All of us who have loved deeply know that when we love someone, as wonderful and joyful as that love is, it will also be painful and heart-breaking. Simeon speaks about all loving relationships when he says, “A sword will pierce your soul.”  Because the reality is that love is a double edged sword.  Love opens and stretches our hearts, giving our lives purpose and meaning, wonder and joy.  And yet, at the same time, love is what breaks our hearts in two.  Because when those we love hurt, we hurt too.  Their pain is our pain, their sorrow is our sorrow. The more we love, the more we will know joy, but also the more we will know pain.


There are those who think that by being faithful to God, and seeking to follow God’s will, that they will somehow receive a kind of magic cloak – or protection – that will keep them and their loved ones from being hurt, shield them from illness and struggle, shelter them from any and all danger.  But our scriptures tell us that simply isn’t true.  We need only look at the lives of Mary, of the disciples, of Jesus himself, to know that it is not protection or freedom from struggle and pain that God promises, but something else. God promises to us what God promised to those long ago prophets Simeon and Anna.  God promises redemption and consolation.

When they saw Jesus, Simeon and Anna recognized him as the one to bring redemption to all people.  Jesus came so that nothing, absolutely nothing we have said, thought, or done – nothing in all creation can keep us from the love and mercy of God. 


They also knew Jesus was their consolation. He is the one bringing us comfort and solace in the face of all sorrows.  This consolation comes through the holy spirit.  In the beautiful song that Beth sang, “Breath of Heaven” – the writer pictures Mary seeking wisdom, strength and assurance from the Spirit of God, from the Breath of Heaven.  Mary sings, “Hold me together, be forever near me. Lighten my darkness, pour over me your holiness, . . . Breath of heaven.”  She goes on to pray, “I offer all I am for the mercy of your plan. Help me be strong. Help me be. Help me.”2

Before and after Jesus’ birth, Mary trusted that throughout all her ordeals she would not be alone, she would be guided and upheld always by God’s spirit. That same spirit is promised to us – to enfold us, to guide us, to hold us, to comfort us. 

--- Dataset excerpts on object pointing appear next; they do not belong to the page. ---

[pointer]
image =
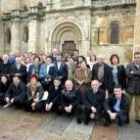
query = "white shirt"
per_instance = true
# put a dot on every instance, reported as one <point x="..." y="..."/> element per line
<point x="58" y="65"/>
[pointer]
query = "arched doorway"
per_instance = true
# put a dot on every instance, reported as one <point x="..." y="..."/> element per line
<point x="66" y="37"/>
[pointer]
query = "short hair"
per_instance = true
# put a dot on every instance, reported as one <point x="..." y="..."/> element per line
<point x="136" y="53"/>
<point x="15" y="76"/>
<point x="37" y="57"/>
<point x="112" y="56"/>
<point x="48" y="57"/>
<point x="57" y="78"/>
<point x="118" y="86"/>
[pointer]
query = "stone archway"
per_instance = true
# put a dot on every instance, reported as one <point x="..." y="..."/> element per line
<point x="63" y="35"/>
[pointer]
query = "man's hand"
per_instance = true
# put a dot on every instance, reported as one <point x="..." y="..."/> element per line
<point x="112" y="115"/>
<point x="93" y="109"/>
<point x="12" y="100"/>
<point x="7" y="100"/>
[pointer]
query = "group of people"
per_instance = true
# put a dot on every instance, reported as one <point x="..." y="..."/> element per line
<point x="86" y="87"/>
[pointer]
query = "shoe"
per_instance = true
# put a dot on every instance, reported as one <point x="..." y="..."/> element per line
<point x="137" y="121"/>
<point x="79" y="121"/>
<point x="7" y="105"/>
<point x="106" y="124"/>
<point x="86" y="122"/>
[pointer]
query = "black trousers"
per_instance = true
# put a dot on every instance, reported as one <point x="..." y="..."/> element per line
<point x="122" y="117"/>
<point x="2" y="98"/>
<point x="40" y="106"/>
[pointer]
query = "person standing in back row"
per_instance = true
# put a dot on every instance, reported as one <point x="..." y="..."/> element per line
<point x="133" y="84"/>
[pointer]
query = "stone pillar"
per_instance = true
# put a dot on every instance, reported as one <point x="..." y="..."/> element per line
<point x="137" y="28"/>
<point x="33" y="32"/>
<point x="15" y="35"/>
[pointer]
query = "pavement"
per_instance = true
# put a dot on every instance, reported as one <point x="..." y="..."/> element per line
<point x="18" y="124"/>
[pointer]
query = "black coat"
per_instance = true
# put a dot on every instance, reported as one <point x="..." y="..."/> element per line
<point x="107" y="82"/>
<point x="21" y="70"/>
<point x="4" y="87"/>
<point x="62" y="71"/>
<point x="74" y="98"/>
<point x="133" y="79"/>
<point x="53" y="95"/>
<point x="111" y="101"/>
<point x="18" y="93"/>
<point x="94" y="99"/>
<point x="5" y="68"/>
<point x="121" y="76"/>
<point x="39" y="90"/>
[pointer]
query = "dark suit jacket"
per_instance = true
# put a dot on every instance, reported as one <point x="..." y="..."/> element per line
<point x="111" y="101"/>
<point x="133" y="79"/>
<point x="94" y="99"/>
<point x="121" y="76"/>
<point x="107" y="82"/>
<point x="5" y="68"/>
<point x="54" y="95"/>
<point x="18" y="93"/>
<point x="74" y="98"/>
<point x="33" y="70"/>
<point x="21" y="70"/>
<point x="62" y="71"/>
<point x="43" y="72"/>
<point x="39" y="90"/>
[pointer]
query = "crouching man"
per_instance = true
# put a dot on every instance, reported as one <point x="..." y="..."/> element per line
<point x="117" y="107"/>
<point x="16" y="93"/>
<point x="94" y="99"/>
<point x="69" y="98"/>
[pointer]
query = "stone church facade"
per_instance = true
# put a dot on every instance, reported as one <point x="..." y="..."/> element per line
<point x="103" y="26"/>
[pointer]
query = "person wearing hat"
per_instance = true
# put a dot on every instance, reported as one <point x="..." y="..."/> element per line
<point x="34" y="94"/>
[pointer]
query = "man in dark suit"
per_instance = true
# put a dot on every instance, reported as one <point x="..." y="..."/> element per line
<point x="19" y="69"/>
<point x="54" y="92"/>
<point x="133" y="84"/>
<point x="61" y="69"/>
<point x="117" y="107"/>
<point x="70" y="98"/>
<point x="47" y="73"/>
<point x="35" y="67"/>
<point x="16" y="93"/>
<point x="5" y="66"/>
<point x="102" y="72"/>
<point x="94" y="99"/>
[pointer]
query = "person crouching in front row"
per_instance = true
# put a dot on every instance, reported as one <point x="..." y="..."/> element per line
<point x="69" y="99"/>
<point x="35" y="94"/>
<point x="117" y="107"/>
<point x="16" y="93"/>
<point x="54" y="92"/>
<point x="94" y="99"/>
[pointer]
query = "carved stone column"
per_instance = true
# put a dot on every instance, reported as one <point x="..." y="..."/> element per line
<point x="137" y="29"/>
<point x="33" y="30"/>
<point x="15" y="32"/>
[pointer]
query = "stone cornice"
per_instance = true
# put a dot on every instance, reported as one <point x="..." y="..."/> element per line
<point x="109" y="3"/>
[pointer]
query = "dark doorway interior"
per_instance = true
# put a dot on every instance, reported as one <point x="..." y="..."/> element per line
<point x="68" y="47"/>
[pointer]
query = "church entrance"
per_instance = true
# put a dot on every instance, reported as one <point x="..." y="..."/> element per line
<point x="68" y="47"/>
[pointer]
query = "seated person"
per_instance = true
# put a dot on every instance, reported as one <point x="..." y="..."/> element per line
<point x="117" y="107"/>
<point x="35" y="94"/>
<point x="69" y="98"/>
<point x="16" y="93"/>
<point x="4" y="85"/>
<point x="52" y="101"/>
<point x="47" y="73"/>
<point x="94" y="99"/>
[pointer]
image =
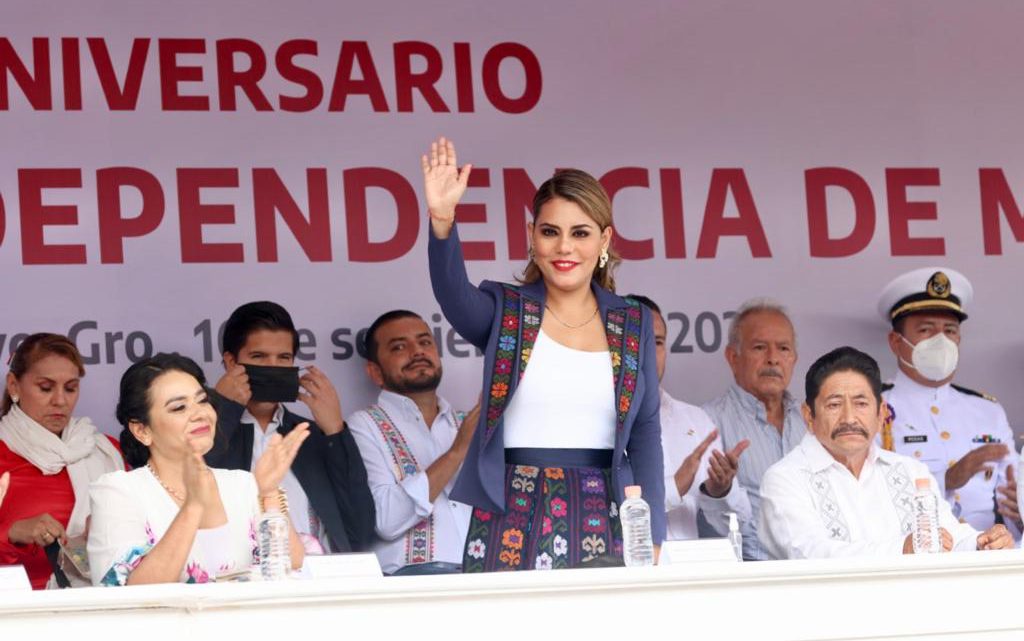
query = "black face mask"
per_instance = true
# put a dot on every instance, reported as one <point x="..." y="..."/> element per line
<point x="272" y="384"/>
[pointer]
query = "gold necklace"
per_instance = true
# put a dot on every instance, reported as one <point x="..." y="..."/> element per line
<point x="572" y="327"/>
<point x="174" y="494"/>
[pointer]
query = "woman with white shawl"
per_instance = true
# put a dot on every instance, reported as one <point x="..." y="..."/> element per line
<point x="51" y="457"/>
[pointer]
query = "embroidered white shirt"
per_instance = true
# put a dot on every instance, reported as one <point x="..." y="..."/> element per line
<point x="683" y="428"/>
<point x="402" y="505"/>
<point x="813" y="507"/>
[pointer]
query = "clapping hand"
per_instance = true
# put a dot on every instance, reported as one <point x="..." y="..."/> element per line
<point x="1009" y="507"/>
<point x="688" y="469"/>
<point x="278" y="458"/>
<point x="722" y="469"/>
<point x="443" y="184"/>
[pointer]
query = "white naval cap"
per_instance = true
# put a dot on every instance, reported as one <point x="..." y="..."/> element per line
<point x="928" y="289"/>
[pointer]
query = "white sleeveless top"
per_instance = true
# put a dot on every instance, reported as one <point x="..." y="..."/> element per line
<point x="566" y="398"/>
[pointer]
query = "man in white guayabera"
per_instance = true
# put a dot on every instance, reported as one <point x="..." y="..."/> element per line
<point x="962" y="435"/>
<point x="838" y="494"/>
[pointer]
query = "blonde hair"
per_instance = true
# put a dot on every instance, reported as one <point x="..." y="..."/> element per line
<point x="583" y="189"/>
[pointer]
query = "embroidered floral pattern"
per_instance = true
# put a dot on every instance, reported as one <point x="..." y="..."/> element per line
<point x="566" y="521"/>
<point x="118" y="573"/>
<point x="419" y="538"/>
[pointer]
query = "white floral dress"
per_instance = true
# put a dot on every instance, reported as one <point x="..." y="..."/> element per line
<point x="131" y="511"/>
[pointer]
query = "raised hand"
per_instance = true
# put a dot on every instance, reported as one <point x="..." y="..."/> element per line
<point x="41" y="529"/>
<point x="278" y="458"/>
<point x="235" y="385"/>
<point x="688" y="469"/>
<point x="322" y="398"/>
<point x="722" y="469"/>
<point x="443" y="184"/>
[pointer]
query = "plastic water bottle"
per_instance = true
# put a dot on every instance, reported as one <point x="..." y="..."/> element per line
<point x="274" y="559"/>
<point x="735" y="539"/>
<point x="926" y="519"/>
<point x="638" y="549"/>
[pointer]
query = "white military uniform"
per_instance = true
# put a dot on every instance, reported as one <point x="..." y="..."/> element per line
<point x="683" y="428"/>
<point x="938" y="426"/>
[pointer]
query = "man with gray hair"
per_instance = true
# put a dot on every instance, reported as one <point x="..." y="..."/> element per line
<point x="758" y="407"/>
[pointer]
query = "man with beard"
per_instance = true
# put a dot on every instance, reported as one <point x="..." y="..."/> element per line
<point x="413" y="443"/>
<point x="838" y="494"/>
<point x="758" y="408"/>
<point x="326" y="493"/>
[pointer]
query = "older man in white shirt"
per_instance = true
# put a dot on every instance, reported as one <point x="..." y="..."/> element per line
<point x="838" y="494"/>
<point x="413" y="443"/>
<point x="698" y="475"/>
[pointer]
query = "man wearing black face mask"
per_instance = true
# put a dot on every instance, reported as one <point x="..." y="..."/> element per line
<point x="961" y="434"/>
<point x="329" y="499"/>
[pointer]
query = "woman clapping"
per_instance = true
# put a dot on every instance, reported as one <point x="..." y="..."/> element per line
<point x="173" y="518"/>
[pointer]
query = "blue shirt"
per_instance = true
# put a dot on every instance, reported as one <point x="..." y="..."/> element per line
<point x="738" y="415"/>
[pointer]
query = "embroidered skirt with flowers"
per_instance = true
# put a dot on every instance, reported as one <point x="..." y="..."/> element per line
<point x="555" y="517"/>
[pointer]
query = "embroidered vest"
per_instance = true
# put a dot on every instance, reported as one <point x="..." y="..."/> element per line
<point x="519" y="326"/>
<point x="419" y="538"/>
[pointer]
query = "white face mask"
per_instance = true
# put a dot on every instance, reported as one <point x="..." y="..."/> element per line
<point x="935" y="357"/>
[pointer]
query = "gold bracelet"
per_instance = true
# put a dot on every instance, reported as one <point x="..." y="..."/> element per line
<point x="282" y="498"/>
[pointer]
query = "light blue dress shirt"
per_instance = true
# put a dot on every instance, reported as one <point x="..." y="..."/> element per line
<point x="738" y="415"/>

The word “consolation” comes from the Latin consolari, from con-‘with’ + solari ‘soothe.’ Jesus has come to be our consolation, to be with us, to soothe us. And sometimes it is enough to be consoled by the spirit – we feel that consolation deep within.  But other times, just as Jesus came in the flesh, we need our consolation to come in the flesh, in a tangible way as well.  Anna in our story felt the Holy Spirit promising that her hope to see the Messiah would be fulfilled. And when she greeted Mary, she felt prompted by that same spirit to praise God, to offer consolation to her after she has heard Simeon’s prophecy.


We’ve probably all been on both sides of this incarnate consolation – both offering consolation to others, and receiving it from others.  This morning, as we stand on the brink of a new year, I will be offering a tangible sign of consolation.  For anyone who desires it, I invite you to come forward after the service to receive anointing with oil. Anointing is an ancient ritual that offers healing and strength.  And oil was the balm of choice for healing wounds and for soothing pain.


We are invited to receive the gift of Jesus – the gift of redemption and consolation. As Rev. Greg Smith-Young says: “Consolation is help: help that relieves, help that rescues, help that stands beside us. Consolation relieves the pained, rescues the despairing, and stands with the weeping:  . . . [C]onsolation repairs the wrong, forgives the sin, lifts the guilt, remakes the heart, and gives us life again. Consolation stands beside the Sin-full, [saying] “You are not alone, I am with you. I am delivering you.” 3


What greater gift can we ask for?  May we, like Simeon, and Anna and Mary, open our hearts to receive the salvation and consolation offered by Christ.  Amen.


1 Rupp, Joyce.  Your Sorrow Is My Sorrow. Crossroad Publishing Co. Tucson, AZ. 1999. p. 27.